There were a couple of interesting stories about our Universe that caught my eye. Both deal with celestial objects and events that are among the largest and most powerful known to astronomy.
I’ve written several posts about the Gravity Wave observatories that are the newest field of research in astronomy. (See my posts of 14Jun17, 22Oct17, and 17Nov18) To date the two Laser Interferometer Gravity wave Observatory (LIGO) observatories in the US along with the Virgo observatory in Italy have observed over fifty events including the merger of two black holes or two neutron stars into a black hole as well as black hole and a neutron star into a black hole.
In all of those events observed thus far however the masses of the objects involved were between two and ten times the mass of our Sun. This places them all within a class known as stellar black holes, which are black holes with a mass comparable to that of our Sun.
At the same time astronomers are discovering more and more evidence of super-massive black holes in the center of every large galaxy. These black holes are estimated to have masses anywhere from several million to several billion times that of our Sun. Those observations left a gap however; there was no direct evidence for the existence of black holes with masses between several times ten to several times a thousand that of our Sun.
Until now, because on April 12th of this year a new gravity wave event, given the designation GW190521, was detected whose characteristics were such that astronomers could determine the initial masses of the two black holes to be 85 and 66 times that of our Sun. The resulting merger gave birth to a black hole with 142 solar masses, the remaining 8 solar masses being completely converted into the energy of gravity waves. That makes GW190521 by far the most powerful gravity wave event yet detected.
But what interests astronomers the most was that the masses involved, 66, 85 and 142 solar masses all fit into that gap area where no black holes had ever been observed. That makes GW190521 the first direct evidence for the existence of intermediate black holes. While astronomers may have learned a great deal from these first observations you can be certain they are eagerly waiting the next signal from the merger of intermediate sized black holes.
In another story, on an even larger scale, we have all heard of the galaxy of Andromeda, the closest big galaxy to our own Milky Way and the most distant object that is visible to the naked eye. A typical spiral galaxy Andromeda is a vast disk of more than 200 billion stars some 100,000 light years in diameter at a distance of about 2 million light years from us. And you may have also heard that Andromeda is heading straight at us! In fact Astronomers estimate that our two galaxies are likely to collide in just a little over four billion years.
Most of our current theories about how galaxies evolve are based upon such collisions between small galaxies leading to the build up of ever larger galaxies as the galaxies merge.
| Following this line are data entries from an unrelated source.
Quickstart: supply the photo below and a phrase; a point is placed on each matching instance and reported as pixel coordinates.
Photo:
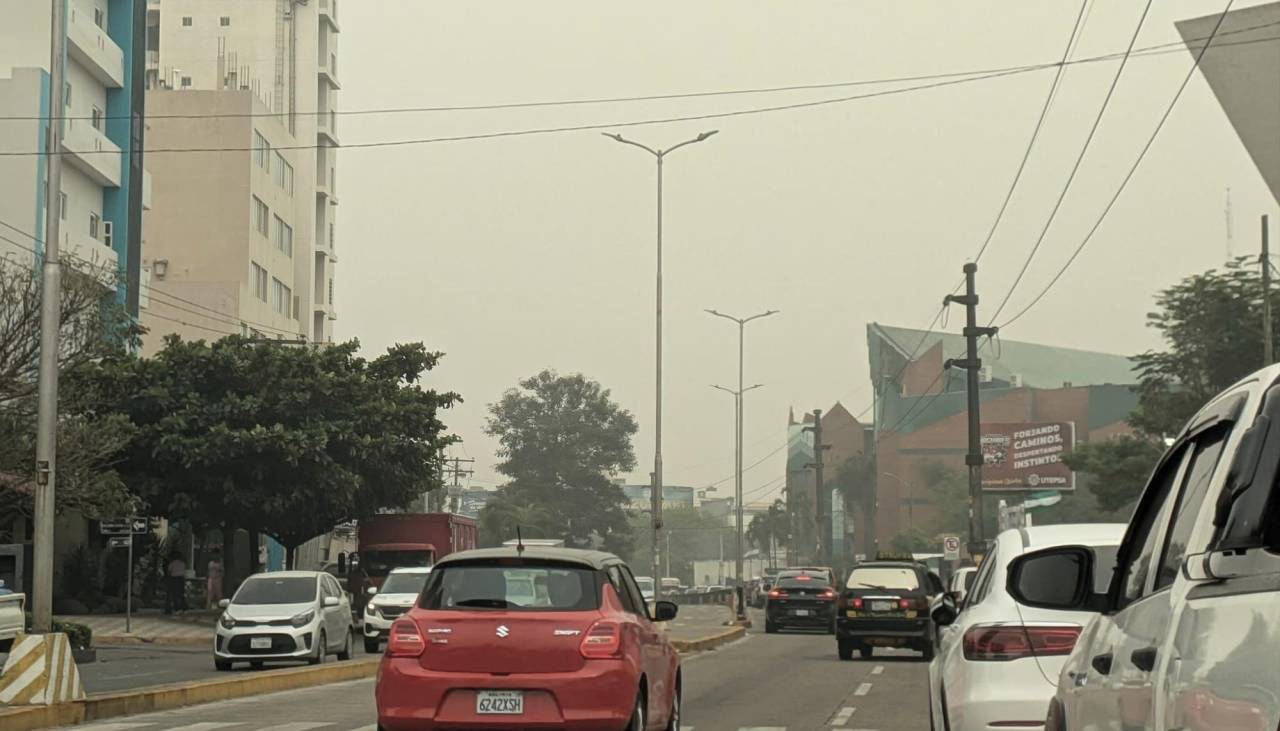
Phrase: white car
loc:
(1188, 634)
(398, 593)
(997, 662)
(284, 616)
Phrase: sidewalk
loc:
(149, 627)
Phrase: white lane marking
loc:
(297, 726)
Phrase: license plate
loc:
(501, 702)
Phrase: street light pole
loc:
(656, 493)
(737, 429)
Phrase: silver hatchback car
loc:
(284, 616)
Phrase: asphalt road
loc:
(760, 682)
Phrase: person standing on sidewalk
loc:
(214, 588)
(176, 597)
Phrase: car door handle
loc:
(1102, 663)
(1144, 659)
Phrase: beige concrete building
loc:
(243, 238)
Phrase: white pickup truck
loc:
(12, 616)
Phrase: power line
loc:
(1040, 124)
(585, 101)
(1128, 177)
(1079, 160)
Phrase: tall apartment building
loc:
(104, 187)
(242, 240)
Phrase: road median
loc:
(167, 697)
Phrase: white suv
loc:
(1188, 633)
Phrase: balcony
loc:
(329, 69)
(94, 49)
(329, 14)
(92, 152)
(91, 256)
(327, 127)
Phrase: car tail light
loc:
(603, 640)
(405, 639)
(1014, 642)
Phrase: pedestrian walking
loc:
(176, 595)
(214, 588)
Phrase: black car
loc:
(886, 603)
(800, 601)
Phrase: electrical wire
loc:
(1075, 168)
(1128, 177)
(583, 101)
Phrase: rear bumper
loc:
(598, 697)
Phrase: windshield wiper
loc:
(487, 603)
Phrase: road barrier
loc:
(40, 671)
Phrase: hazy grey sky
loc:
(529, 252)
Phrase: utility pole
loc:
(456, 489)
(973, 365)
(823, 505)
(50, 318)
(1267, 345)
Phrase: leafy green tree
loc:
(288, 441)
(560, 439)
(91, 327)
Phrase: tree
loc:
(561, 438)
(288, 441)
(91, 327)
(1212, 325)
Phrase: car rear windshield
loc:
(506, 586)
(403, 583)
(901, 579)
(282, 590)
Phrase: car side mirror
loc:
(1059, 578)
(664, 611)
(945, 611)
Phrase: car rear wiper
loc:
(487, 603)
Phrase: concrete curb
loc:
(177, 695)
(709, 642)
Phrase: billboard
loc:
(1027, 456)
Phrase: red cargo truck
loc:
(393, 540)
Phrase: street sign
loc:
(951, 548)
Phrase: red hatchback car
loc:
(542, 638)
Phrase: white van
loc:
(1188, 634)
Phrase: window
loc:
(261, 151)
(259, 281)
(282, 297)
(283, 237)
(1134, 563)
(261, 218)
(1208, 448)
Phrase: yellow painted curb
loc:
(177, 695)
(709, 642)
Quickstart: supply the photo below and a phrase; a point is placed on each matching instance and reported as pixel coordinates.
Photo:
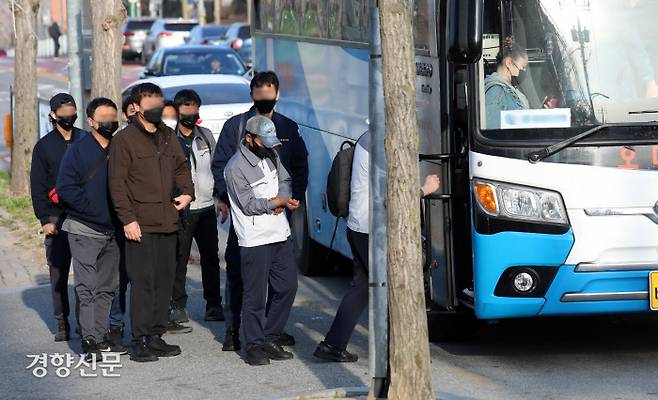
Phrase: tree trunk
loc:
(26, 104)
(108, 17)
(409, 344)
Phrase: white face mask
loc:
(170, 123)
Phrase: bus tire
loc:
(451, 326)
(304, 246)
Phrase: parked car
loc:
(166, 33)
(208, 35)
(238, 37)
(223, 96)
(134, 34)
(194, 59)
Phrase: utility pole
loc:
(74, 43)
(378, 296)
(217, 9)
(25, 80)
(411, 376)
(108, 17)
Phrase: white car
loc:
(223, 96)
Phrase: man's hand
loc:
(222, 209)
(49, 229)
(133, 232)
(182, 201)
(279, 202)
(432, 184)
(292, 204)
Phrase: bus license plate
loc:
(653, 290)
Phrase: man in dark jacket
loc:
(200, 221)
(148, 170)
(293, 156)
(46, 158)
(82, 186)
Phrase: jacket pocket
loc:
(149, 214)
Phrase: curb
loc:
(338, 393)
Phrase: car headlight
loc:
(519, 202)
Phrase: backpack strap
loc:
(94, 169)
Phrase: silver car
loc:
(166, 32)
(134, 34)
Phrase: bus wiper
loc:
(537, 156)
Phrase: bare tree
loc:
(409, 346)
(26, 106)
(108, 17)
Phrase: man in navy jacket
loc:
(82, 184)
(46, 158)
(293, 156)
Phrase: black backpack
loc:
(339, 181)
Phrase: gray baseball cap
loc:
(263, 127)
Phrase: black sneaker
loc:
(91, 350)
(176, 328)
(114, 335)
(257, 356)
(141, 352)
(327, 352)
(285, 340)
(214, 314)
(160, 348)
(276, 352)
(231, 340)
(63, 331)
(178, 315)
(107, 347)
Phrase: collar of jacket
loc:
(138, 124)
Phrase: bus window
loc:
(573, 63)
(289, 17)
(421, 25)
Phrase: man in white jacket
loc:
(259, 188)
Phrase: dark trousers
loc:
(202, 227)
(118, 310)
(58, 257)
(355, 300)
(96, 266)
(151, 266)
(56, 41)
(233, 287)
(273, 265)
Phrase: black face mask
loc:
(153, 115)
(188, 121)
(66, 123)
(261, 152)
(107, 128)
(265, 106)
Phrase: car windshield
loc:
(569, 63)
(202, 62)
(215, 32)
(219, 93)
(138, 25)
(180, 27)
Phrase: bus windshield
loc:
(568, 63)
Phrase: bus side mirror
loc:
(465, 31)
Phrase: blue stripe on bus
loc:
(493, 254)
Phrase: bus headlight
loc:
(520, 202)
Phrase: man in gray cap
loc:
(259, 188)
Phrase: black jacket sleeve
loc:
(39, 187)
(224, 150)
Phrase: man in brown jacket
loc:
(150, 182)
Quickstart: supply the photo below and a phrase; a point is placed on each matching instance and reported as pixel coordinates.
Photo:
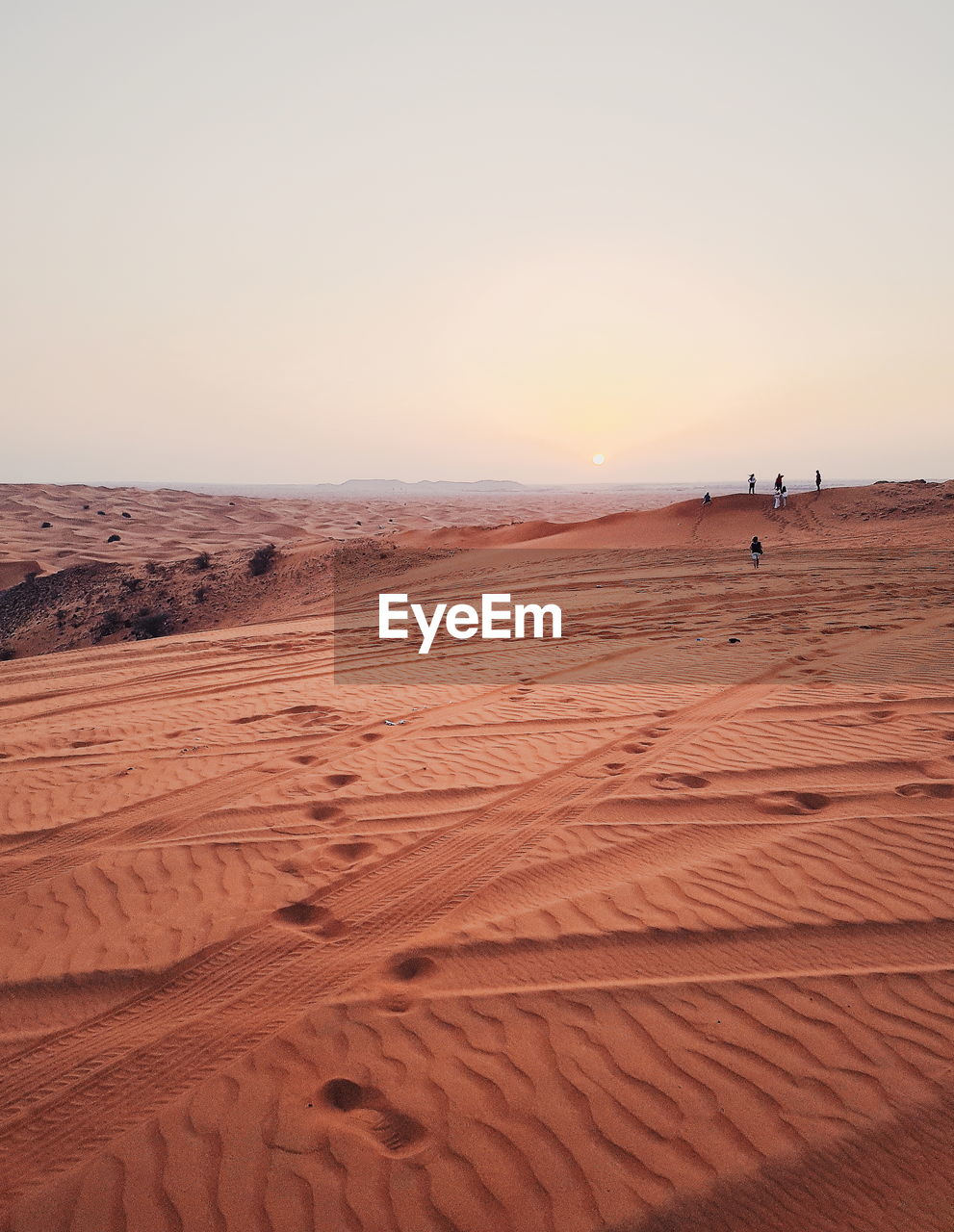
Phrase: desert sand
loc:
(660, 941)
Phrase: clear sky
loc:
(306, 242)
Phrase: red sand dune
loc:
(668, 953)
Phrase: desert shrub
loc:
(148, 624)
(263, 559)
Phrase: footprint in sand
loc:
(346, 1105)
(352, 852)
(413, 966)
(674, 782)
(931, 790)
(323, 812)
(341, 780)
(311, 918)
(791, 804)
(370, 1113)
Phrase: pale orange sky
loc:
(294, 243)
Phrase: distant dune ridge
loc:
(150, 571)
(669, 953)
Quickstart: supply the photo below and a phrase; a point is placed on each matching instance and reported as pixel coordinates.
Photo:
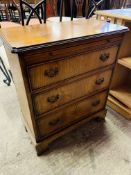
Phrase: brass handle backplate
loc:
(52, 72)
(54, 122)
(104, 57)
(53, 99)
(96, 103)
(99, 81)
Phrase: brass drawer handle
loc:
(54, 122)
(99, 81)
(53, 99)
(52, 72)
(96, 103)
(104, 57)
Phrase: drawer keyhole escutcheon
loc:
(54, 122)
(52, 72)
(96, 103)
(53, 99)
(104, 57)
(99, 81)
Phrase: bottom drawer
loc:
(63, 117)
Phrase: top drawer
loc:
(55, 71)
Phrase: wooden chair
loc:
(6, 71)
(76, 11)
(39, 10)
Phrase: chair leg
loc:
(6, 73)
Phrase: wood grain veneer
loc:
(62, 74)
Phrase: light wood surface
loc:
(120, 88)
(78, 95)
(55, 32)
(123, 94)
(125, 62)
(123, 14)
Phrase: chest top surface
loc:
(119, 13)
(37, 36)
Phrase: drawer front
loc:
(52, 72)
(61, 95)
(70, 114)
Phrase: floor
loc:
(97, 148)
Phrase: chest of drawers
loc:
(62, 82)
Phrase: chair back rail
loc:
(33, 10)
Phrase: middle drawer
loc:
(55, 97)
(56, 71)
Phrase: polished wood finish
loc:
(63, 99)
(62, 118)
(53, 98)
(51, 34)
(120, 91)
(54, 71)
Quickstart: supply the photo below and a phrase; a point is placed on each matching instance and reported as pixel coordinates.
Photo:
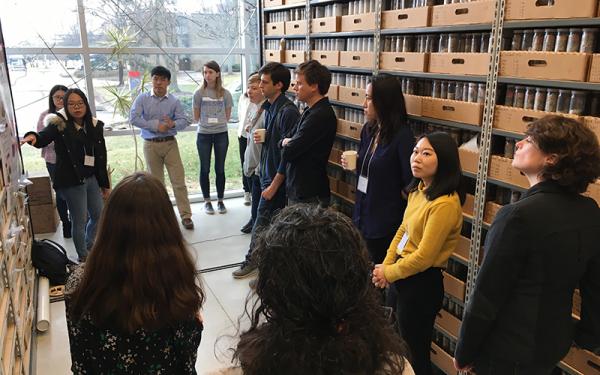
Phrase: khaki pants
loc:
(161, 154)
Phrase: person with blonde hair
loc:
(134, 306)
(212, 110)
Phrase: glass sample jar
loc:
(519, 100)
(574, 41)
(527, 43)
(538, 40)
(588, 40)
(549, 40)
(562, 40)
(577, 105)
(564, 101)
(509, 96)
(529, 98)
(539, 102)
(551, 100)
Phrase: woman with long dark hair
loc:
(55, 103)
(425, 240)
(134, 306)
(538, 250)
(81, 177)
(212, 110)
(316, 311)
(383, 165)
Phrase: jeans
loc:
(246, 181)
(256, 191)
(419, 298)
(265, 212)
(61, 204)
(84, 201)
(204, 144)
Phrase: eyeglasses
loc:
(76, 105)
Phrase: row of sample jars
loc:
(574, 102)
(359, 7)
(444, 342)
(460, 136)
(453, 42)
(296, 14)
(295, 44)
(274, 44)
(349, 114)
(355, 81)
(463, 91)
(333, 44)
(504, 196)
(552, 40)
(331, 10)
(404, 4)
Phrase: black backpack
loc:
(51, 260)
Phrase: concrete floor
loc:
(216, 241)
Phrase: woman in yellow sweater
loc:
(426, 238)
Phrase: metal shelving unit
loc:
(486, 130)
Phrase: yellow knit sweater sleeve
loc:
(390, 257)
(441, 224)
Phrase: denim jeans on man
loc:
(204, 144)
(85, 205)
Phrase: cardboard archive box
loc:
(557, 66)
(326, 24)
(404, 18)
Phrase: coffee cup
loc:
(259, 135)
(350, 159)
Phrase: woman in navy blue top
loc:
(383, 165)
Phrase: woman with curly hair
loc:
(537, 252)
(134, 306)
(316, 311)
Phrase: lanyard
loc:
(362, 168)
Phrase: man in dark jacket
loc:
(280, 117)
(306, 152)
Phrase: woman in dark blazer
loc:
(80, 174)
(386, 143)
(537, 252)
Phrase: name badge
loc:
(88, 161)
(362, 184)
(402, 244)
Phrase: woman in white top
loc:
(212, 110)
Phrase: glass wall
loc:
(107, 48)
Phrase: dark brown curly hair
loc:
(576, 149)
(317, 311)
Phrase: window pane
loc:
(56, 22)
(116, 78)
(32, 77)
(178, 23)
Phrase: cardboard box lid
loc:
(531, 9)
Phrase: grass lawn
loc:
(121, 157)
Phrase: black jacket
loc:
(70, 170)
(538, 251)
(307, 152)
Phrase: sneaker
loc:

What kind of a merger will result from the collision of our Milky Way with Andromeda is unknown at present, after all it’s hard to predict the details of something that’s not going to happen for four billion years.
Now however a group of astronomers are asserting that the collision has already begun. Using the Hubble space telescope these astronomers, led by Professor Nicholas Lehner of the Physics Department at the University of Notre Dame, were trying to determine exactly how big Andromeda is. That’s not actually an easy task since galaxies are not cohesive objects but vast collections not only of stars but huge amounts of gas and dust. In other words galaxies don’t have nice, well defined edges but rather just trail off, becoming less and less dense the farther you get from their center.
The astronomers were able to study the halo surrounding Andromeda by measuring its effect on the light of even more distant quasars located behind the halo. Quasars are the very active cores of distant galaxies powered by the feeding of supermassive black holes in the galaxy’s center.
As the light from those distant quasars passes through Andromeda’s halo certain wavelengths of light are absorbed. By studying which wavelengths are absorbed, and by how much the astronomers can learn a great deal about the material making up the halo. And what Professor Lehner and his team have found is that Andromeda has a very, very thin halo surrounding it, and that halo extends at least as far as 1.3 million light years from the galaxy’s center, half the distance to our own Milky Way.
But if Andromeda has a big halo, reaching halfway to our Milky Way, shouldn’t our Galaxy have just as big a halo. In fact the team has found evidence that it does, and further evidence that the two halos are already beginning to interact. So in a sense that collision between Andromeda and the Milky Way has already begun, even if the main event is still a long time to come.